On Behalf of | Nov 1, 2019 | Insurance Law

In Ybarra v. Greenberg & Sada, P.C., 2018 CO 81, 429 P.3d 839, reh’g denied (Nov. 19, 2018), the high court rejected a claim that the lawyers hired by the insurance company to pursue a subrogation action violated Colorado’s Fair Debt Collection Practices Act. The claimant alleged that the law firm had violated the Act by using a deceptive means in attempting to collect a debt by filing for damages in tort. It was also alleged that the subrogation law firm filed the insurer’s negligence action in the wrong location, as well as having made false representations regarding the character, amount, or legal status of the debt.

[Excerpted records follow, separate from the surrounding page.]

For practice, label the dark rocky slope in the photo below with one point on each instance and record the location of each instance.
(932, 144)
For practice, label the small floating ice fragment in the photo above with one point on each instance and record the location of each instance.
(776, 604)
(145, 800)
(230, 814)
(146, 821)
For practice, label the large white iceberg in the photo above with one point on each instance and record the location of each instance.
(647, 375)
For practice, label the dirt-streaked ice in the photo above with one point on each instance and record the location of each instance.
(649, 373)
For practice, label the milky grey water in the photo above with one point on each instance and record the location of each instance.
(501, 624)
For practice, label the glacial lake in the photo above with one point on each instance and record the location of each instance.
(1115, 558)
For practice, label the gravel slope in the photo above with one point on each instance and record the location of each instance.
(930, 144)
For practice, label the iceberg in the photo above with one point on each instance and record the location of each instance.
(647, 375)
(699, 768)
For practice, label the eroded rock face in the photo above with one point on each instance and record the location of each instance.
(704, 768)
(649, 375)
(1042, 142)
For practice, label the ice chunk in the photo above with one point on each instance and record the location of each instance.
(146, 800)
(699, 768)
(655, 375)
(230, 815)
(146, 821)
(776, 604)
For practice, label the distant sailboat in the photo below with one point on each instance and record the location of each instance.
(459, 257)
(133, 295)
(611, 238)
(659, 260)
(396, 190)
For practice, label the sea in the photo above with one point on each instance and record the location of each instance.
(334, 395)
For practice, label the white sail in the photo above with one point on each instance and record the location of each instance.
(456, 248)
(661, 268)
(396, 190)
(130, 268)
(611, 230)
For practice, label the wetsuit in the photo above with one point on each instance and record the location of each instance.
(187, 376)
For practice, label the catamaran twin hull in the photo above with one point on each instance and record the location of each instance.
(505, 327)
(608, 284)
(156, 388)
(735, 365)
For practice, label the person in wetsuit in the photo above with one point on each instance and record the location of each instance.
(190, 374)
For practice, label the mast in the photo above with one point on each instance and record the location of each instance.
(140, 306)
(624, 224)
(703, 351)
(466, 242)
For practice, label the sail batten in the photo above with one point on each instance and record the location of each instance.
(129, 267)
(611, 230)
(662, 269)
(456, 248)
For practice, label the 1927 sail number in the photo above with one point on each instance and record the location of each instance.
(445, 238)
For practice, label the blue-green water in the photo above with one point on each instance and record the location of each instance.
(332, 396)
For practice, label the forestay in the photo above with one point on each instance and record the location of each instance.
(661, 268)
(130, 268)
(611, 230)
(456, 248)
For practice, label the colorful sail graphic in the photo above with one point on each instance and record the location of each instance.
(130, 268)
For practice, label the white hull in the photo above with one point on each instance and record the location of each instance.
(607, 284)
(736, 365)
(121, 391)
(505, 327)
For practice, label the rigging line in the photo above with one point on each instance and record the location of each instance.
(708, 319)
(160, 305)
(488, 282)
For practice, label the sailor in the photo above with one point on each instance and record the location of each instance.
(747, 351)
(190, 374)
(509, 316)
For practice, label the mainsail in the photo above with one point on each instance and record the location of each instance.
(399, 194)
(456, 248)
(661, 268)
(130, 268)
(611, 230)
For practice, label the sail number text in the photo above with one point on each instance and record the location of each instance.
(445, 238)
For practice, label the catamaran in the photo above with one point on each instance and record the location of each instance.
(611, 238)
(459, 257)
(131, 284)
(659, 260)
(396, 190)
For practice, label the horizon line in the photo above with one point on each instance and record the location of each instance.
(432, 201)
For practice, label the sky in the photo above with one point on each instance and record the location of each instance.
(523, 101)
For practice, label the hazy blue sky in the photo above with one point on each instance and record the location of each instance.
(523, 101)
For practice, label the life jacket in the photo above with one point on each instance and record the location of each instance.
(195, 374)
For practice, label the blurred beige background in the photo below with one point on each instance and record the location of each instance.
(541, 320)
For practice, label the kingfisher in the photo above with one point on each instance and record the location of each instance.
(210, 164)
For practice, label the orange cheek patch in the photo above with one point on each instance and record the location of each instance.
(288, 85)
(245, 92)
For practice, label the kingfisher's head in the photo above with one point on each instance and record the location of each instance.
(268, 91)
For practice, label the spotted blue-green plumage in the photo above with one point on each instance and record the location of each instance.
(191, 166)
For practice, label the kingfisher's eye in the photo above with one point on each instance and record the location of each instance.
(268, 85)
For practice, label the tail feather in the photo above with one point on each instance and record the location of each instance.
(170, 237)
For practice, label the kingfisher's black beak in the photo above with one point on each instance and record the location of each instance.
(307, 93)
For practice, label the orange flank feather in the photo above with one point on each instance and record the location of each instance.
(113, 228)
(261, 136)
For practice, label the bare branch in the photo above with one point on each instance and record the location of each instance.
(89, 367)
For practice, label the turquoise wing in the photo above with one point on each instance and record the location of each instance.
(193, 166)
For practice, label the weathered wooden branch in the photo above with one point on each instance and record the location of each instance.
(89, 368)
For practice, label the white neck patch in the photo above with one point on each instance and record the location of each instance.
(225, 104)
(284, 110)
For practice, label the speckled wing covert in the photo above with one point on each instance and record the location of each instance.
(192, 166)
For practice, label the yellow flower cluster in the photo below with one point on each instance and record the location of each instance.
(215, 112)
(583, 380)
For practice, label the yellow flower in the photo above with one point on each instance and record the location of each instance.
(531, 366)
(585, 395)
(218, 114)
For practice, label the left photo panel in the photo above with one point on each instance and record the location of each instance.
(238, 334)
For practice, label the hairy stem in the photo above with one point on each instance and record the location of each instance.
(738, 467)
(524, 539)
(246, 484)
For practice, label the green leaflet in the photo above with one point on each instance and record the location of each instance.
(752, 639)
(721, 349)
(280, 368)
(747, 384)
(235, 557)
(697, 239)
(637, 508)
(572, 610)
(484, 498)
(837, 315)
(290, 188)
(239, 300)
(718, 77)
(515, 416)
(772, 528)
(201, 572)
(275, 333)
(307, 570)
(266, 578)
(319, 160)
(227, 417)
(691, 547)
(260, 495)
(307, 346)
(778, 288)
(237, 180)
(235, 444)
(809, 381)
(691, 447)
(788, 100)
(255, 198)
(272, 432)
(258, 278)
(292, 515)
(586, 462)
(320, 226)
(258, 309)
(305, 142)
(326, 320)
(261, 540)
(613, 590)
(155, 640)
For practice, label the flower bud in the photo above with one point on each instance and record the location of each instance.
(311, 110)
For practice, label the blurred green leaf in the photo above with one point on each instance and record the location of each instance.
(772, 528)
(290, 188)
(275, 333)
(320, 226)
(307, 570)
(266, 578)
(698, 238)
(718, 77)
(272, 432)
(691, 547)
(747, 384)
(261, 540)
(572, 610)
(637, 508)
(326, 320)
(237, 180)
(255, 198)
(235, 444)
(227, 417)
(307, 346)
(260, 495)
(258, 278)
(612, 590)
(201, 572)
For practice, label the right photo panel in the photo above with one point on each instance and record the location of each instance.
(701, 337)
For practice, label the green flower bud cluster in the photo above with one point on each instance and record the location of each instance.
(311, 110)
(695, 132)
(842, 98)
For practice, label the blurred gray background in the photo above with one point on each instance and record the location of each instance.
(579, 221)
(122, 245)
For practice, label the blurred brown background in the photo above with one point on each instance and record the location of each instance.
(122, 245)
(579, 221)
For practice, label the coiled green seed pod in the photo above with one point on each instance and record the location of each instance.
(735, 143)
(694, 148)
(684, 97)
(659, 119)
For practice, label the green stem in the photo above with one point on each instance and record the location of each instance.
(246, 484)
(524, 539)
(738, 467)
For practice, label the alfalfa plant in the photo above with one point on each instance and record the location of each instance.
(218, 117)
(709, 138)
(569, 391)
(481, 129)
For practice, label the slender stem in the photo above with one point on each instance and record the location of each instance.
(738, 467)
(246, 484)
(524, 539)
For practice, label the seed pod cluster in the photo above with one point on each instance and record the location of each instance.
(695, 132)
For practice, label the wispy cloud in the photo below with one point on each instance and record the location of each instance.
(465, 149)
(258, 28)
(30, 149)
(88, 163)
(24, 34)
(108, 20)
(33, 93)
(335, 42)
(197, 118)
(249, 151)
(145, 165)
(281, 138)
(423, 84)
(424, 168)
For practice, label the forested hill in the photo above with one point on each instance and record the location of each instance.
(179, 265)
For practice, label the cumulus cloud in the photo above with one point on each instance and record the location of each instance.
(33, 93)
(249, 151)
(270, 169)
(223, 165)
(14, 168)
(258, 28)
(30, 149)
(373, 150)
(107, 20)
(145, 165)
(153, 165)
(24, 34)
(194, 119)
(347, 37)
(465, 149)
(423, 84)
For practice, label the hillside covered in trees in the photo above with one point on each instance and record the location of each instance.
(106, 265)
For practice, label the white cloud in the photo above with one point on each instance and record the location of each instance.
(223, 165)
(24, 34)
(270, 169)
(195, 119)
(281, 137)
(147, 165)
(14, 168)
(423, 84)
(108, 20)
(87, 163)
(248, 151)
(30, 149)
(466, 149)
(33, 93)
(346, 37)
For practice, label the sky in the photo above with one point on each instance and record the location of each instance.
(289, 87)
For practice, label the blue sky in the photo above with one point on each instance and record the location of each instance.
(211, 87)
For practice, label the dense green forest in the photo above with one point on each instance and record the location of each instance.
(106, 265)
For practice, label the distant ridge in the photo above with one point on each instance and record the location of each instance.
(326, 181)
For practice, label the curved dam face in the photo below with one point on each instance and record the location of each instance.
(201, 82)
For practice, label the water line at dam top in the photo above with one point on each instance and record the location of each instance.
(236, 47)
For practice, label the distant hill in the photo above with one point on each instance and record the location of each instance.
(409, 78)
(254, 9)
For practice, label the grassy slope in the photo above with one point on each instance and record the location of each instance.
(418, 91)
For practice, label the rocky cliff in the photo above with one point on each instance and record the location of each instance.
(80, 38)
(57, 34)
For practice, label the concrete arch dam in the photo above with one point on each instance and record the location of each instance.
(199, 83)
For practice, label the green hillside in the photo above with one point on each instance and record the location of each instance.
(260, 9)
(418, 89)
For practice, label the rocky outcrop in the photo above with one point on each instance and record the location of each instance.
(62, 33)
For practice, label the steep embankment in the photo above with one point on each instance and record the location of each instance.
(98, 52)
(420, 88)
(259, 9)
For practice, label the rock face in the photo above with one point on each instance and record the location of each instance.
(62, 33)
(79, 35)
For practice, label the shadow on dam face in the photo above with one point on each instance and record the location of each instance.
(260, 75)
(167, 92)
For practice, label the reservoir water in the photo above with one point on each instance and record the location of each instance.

In rejecting the Fair Debt Collection Practices claim, the Court held that a tort, as opposed to a judgment awarding damages for its commission, did not operate to obligate the tortfeasor to pay damages and therefore was not an obligation to pay money was required in order to constitute a debt within the meaning of the Act. An insurance contract which provided subrogation rights did not involve a transaction giving rise to an obligation of the tortfeasor to pay money and did not constitute a transaction creating a debt within the contemplation of the Act. Instead of creating an obligation, subrogation was nothing more than an assignment of claims or rights in which one claimholder was substituted for another. This relationship did not alter the nature of the debt, nor could it create a debt that did not already exist. Additionally, the insurance contract which subrogated State Farm to the tort claim of its insured did not obligate the plaintiff to pay money and therefore there was no conversion of the original tort claim of the victim to a debt.